Court of Appeals of Nevada
Apr 22, 2024
No. 86439-COA (Nev. App. Apr. 22, 2024)

Opinion

86439-COA

04-22-2024

SHAWN BRADLEY EISENMAN, Appellant, v. THE STATE OF NEVADA, Respondent.


ORDER OF AFFIRMANCE

Gibbons, C.J.

Shawn Bradley Eisenman appeals from a judgment of conviction, entered pursuant to a jury verdict, of extortion. Eighth Judicial District Court, Clark County; Jacqueline M. Bluth, Judge.

First, Eisenman argues that the State presented insufficient evidence to demonstrate he committed extortion. When reviewing a challenge to the sufficiency of the evidence, we review the evidence in the light most favorable to the prosecution and determine whether "any rational trier of fact could have found the essential elements of the crime beyond a reasonable doubt." Jackson v. Virginia, 443 U.S. 307, 319 (1979); accord Mitchell v. State, 124 Nev. 807, 816, 192 P.3d 721, 727 (2008). Circumstantial evidence is enough to support a conviction. Washington v. State, 132 Nev. 655, 662, 376 P.3d 802, 807 (2016).

Eisenman does not argue that the State presented insufficient evidence that an extortion occurred, only that he did not commit the crime.

At trial, the State presented evidence that someone threw a rock at the window of the home of the victim, LaDonna. Attached to the rock was a note accusing her of stealing a trailer from "Jadestone" on April 22, 2016. The note demanded payment of $7000 for "my jailtime and loss of my trailer," and it threatened that she would be shot if she did not leave the money in a trash can on the curb by 2:00 a.m.

The State also presented evidence that it was Eisenman who committed the extortion. J. Reeves testified that several weeks before the note was thrown, LaDonna and her partner, Jack, were at a property on Jadestone Ave. when Reeves offered to sell Jack some trailers that were on the property. Reeves testified that he was not sure when Jack removed the trailers but they were gone shortly after he made the deal. The State presented evidence that on April 22, 2016, after the trailers had been removed, and after Eisenman was released from jail on unrelated issues, Eisenman went to the Jadestone property. P. O'Dell testified that she and LaDonna were cleaning out a different trailer when Eisenman spoke with LaDonna and asked her about the other trailers that had been on the property. O'Dell testified LaDonna informed him that Reeves had sold the trailers to her and Jack.

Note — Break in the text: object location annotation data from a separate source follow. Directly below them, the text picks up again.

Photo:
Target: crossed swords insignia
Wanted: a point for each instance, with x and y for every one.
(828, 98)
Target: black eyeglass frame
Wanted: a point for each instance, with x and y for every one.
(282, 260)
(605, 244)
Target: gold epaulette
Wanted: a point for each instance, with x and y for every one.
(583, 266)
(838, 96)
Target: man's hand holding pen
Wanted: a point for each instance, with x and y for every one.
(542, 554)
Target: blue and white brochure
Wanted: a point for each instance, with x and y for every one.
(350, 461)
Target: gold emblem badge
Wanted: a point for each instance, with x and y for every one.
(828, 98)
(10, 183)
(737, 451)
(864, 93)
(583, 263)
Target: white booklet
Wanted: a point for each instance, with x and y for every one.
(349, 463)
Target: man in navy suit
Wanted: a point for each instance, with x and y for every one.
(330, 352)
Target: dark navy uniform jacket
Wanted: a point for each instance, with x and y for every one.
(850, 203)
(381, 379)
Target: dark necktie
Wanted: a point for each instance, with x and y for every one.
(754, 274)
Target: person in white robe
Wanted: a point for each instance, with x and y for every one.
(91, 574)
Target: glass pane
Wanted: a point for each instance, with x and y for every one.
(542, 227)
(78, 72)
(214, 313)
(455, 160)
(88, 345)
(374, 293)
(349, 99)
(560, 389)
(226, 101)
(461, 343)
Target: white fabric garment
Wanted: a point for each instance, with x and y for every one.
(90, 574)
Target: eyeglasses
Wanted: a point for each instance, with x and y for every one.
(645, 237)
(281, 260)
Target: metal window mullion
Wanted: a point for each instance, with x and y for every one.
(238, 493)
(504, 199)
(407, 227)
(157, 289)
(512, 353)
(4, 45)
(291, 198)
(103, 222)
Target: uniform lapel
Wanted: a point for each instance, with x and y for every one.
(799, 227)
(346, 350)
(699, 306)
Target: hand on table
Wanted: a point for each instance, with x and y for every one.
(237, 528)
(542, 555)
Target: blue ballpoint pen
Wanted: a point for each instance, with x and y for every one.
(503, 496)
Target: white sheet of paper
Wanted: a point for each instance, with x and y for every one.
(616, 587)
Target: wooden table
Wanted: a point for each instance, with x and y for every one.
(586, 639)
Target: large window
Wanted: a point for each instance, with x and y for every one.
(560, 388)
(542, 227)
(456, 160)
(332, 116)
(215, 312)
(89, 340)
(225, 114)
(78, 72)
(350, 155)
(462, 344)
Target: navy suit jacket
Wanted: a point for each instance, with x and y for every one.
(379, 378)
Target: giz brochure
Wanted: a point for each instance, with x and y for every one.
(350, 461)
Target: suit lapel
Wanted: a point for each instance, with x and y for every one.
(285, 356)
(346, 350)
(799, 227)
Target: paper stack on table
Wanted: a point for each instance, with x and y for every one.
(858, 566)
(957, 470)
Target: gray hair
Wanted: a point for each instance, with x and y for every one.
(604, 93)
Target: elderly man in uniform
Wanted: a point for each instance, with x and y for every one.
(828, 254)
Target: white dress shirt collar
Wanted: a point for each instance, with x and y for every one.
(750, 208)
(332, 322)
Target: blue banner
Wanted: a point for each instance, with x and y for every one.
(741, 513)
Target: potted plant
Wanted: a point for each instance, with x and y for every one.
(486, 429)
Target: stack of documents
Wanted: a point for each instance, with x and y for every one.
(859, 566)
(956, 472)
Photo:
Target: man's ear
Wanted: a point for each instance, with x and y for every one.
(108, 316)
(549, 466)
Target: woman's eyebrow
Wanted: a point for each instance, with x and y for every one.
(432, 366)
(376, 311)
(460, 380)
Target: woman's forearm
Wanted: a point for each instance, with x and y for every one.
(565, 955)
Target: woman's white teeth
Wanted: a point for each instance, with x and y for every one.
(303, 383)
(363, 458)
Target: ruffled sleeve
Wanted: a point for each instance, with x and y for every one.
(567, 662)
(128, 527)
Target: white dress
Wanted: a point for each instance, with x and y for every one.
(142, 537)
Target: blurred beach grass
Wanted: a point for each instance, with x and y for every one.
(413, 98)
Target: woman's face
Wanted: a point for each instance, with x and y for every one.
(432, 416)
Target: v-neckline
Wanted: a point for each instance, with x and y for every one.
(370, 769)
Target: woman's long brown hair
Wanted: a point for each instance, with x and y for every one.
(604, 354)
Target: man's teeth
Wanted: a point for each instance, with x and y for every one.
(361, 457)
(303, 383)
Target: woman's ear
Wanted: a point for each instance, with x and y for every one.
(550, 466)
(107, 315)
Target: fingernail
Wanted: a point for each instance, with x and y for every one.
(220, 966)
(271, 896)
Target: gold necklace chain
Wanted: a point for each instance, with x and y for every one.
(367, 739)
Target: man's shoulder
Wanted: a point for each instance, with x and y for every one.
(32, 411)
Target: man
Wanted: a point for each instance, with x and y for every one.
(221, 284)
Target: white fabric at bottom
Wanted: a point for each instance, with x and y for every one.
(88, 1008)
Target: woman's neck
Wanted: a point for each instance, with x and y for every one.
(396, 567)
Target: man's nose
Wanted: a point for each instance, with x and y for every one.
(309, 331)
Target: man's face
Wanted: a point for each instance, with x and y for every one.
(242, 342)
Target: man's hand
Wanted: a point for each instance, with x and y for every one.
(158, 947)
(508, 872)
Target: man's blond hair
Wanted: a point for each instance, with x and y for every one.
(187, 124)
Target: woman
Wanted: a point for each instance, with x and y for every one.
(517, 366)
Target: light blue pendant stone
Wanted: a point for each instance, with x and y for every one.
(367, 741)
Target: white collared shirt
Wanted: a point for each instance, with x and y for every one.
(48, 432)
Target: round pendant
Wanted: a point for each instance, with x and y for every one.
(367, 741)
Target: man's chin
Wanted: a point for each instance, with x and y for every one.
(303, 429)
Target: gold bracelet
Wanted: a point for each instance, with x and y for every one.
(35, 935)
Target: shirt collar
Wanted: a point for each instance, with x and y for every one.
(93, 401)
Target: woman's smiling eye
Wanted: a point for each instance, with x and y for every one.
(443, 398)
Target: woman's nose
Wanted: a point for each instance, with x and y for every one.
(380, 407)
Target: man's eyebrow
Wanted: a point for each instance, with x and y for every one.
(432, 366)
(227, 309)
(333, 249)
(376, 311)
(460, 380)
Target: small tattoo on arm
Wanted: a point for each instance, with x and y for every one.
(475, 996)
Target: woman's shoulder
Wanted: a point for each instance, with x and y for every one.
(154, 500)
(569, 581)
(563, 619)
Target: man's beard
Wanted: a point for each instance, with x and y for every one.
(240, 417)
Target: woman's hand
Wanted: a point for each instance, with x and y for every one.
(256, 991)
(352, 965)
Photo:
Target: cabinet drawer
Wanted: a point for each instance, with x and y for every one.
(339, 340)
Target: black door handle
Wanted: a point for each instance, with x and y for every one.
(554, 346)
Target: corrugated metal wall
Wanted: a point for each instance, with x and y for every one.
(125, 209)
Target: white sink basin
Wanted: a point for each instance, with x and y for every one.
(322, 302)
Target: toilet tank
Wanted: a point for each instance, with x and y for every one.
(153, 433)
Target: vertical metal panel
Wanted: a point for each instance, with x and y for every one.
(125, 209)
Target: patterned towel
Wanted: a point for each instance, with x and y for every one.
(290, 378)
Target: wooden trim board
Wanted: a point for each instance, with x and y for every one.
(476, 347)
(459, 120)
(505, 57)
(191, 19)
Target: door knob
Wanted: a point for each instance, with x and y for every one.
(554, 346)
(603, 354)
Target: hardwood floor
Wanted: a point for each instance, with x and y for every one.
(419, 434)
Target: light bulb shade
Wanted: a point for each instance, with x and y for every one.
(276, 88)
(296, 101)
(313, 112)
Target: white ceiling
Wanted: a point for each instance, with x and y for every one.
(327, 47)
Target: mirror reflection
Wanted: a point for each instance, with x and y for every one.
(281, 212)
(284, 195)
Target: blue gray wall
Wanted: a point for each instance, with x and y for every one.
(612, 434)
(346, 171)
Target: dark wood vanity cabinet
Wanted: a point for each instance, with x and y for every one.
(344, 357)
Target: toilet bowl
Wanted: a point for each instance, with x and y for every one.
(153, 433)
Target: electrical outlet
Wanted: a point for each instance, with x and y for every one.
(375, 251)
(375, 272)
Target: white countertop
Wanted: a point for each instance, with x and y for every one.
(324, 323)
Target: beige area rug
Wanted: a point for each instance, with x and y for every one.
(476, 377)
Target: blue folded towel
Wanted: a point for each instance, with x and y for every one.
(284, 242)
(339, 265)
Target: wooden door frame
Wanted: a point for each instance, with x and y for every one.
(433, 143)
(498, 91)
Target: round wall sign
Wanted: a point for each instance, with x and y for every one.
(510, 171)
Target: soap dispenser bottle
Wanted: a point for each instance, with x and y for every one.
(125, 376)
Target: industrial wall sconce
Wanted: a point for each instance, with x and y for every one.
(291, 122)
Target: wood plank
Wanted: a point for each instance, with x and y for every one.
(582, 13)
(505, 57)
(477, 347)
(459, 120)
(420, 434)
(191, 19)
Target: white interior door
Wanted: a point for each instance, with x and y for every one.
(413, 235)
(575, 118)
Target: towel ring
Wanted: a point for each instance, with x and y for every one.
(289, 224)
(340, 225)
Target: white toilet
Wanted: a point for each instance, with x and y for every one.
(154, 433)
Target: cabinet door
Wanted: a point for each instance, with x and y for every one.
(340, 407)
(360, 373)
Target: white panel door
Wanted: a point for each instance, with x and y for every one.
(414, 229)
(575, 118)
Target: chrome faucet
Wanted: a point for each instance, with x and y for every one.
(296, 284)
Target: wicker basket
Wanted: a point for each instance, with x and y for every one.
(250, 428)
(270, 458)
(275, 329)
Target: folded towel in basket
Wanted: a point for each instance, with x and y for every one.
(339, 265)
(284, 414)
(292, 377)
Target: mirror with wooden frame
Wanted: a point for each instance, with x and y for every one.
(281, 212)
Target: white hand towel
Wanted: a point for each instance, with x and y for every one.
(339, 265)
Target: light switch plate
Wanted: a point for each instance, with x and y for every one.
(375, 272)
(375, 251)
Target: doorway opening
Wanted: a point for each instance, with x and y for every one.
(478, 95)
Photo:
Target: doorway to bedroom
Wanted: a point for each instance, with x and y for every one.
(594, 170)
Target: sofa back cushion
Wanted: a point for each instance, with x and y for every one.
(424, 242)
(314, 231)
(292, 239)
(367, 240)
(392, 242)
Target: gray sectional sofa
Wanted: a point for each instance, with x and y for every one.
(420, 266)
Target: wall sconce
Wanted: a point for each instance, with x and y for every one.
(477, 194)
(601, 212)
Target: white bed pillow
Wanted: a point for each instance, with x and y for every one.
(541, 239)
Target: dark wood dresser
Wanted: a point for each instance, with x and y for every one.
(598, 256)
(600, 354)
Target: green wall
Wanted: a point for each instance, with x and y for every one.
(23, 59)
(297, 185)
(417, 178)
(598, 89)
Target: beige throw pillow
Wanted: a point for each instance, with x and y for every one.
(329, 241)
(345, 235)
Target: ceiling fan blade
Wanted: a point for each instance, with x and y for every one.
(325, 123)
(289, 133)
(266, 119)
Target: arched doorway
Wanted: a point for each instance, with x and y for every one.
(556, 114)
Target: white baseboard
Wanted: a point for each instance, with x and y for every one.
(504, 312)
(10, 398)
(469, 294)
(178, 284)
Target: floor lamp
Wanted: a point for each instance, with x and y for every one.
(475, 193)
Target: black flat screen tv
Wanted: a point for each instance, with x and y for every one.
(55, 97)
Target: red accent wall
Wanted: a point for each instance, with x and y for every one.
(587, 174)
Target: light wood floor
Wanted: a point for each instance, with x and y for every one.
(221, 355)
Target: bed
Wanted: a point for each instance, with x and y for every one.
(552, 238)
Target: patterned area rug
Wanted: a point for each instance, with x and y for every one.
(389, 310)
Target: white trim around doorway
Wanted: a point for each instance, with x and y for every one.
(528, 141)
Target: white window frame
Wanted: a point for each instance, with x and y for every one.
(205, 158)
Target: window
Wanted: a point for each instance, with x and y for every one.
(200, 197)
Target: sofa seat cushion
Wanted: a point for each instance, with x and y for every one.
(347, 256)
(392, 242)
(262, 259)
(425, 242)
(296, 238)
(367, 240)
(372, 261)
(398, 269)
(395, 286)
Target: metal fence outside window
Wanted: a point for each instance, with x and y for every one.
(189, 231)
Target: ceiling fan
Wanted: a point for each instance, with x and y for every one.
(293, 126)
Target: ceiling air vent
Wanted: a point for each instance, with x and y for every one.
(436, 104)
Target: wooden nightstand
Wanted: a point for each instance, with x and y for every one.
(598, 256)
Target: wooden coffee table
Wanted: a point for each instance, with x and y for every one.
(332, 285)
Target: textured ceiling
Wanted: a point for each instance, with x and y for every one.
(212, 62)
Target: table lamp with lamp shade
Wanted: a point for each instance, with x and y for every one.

Reeves testified that Eisenman then confronted him about the trailers, and in the course of several conversations over the next few weeks, Eisenman asked Reeves where LaDonna lived, and Reeves showed him. Reeves also testified that Eisenman admitted to him that he threw a rock at LaDonna's home. B. Wiggens testified that he was at LaDonna's home on May 25, 2016, when he heard a thud and went outside to see a man yelling at LaDonna's home. Wiggins testified that the man told Wiggins that he had thrown a rock at the window and left a note. Wiggens testified the man then got into the passenger side of a dark colored car and drove off. A police detective testified that Eisenman's girlfriend drove a black Nissan Altima. And O'Dell testified she saw Eisenman driving a black Nissan when he spoke to LaDonna at the trailer on the Jadestone property. Reeves also testified that Eisenman drove him to a pawn shop in a newer, black, four-door car. The State presented the content of a text message that was sent to Reeves from Eisenman's girlfriend's phone that referenced $7000 and expecting to find it in a trash can, as well as Reeves' response that there was no money found in the trash can. Reeves testified Eisenman told him on May 25 or 26, 2016, to look for the money under a trash can.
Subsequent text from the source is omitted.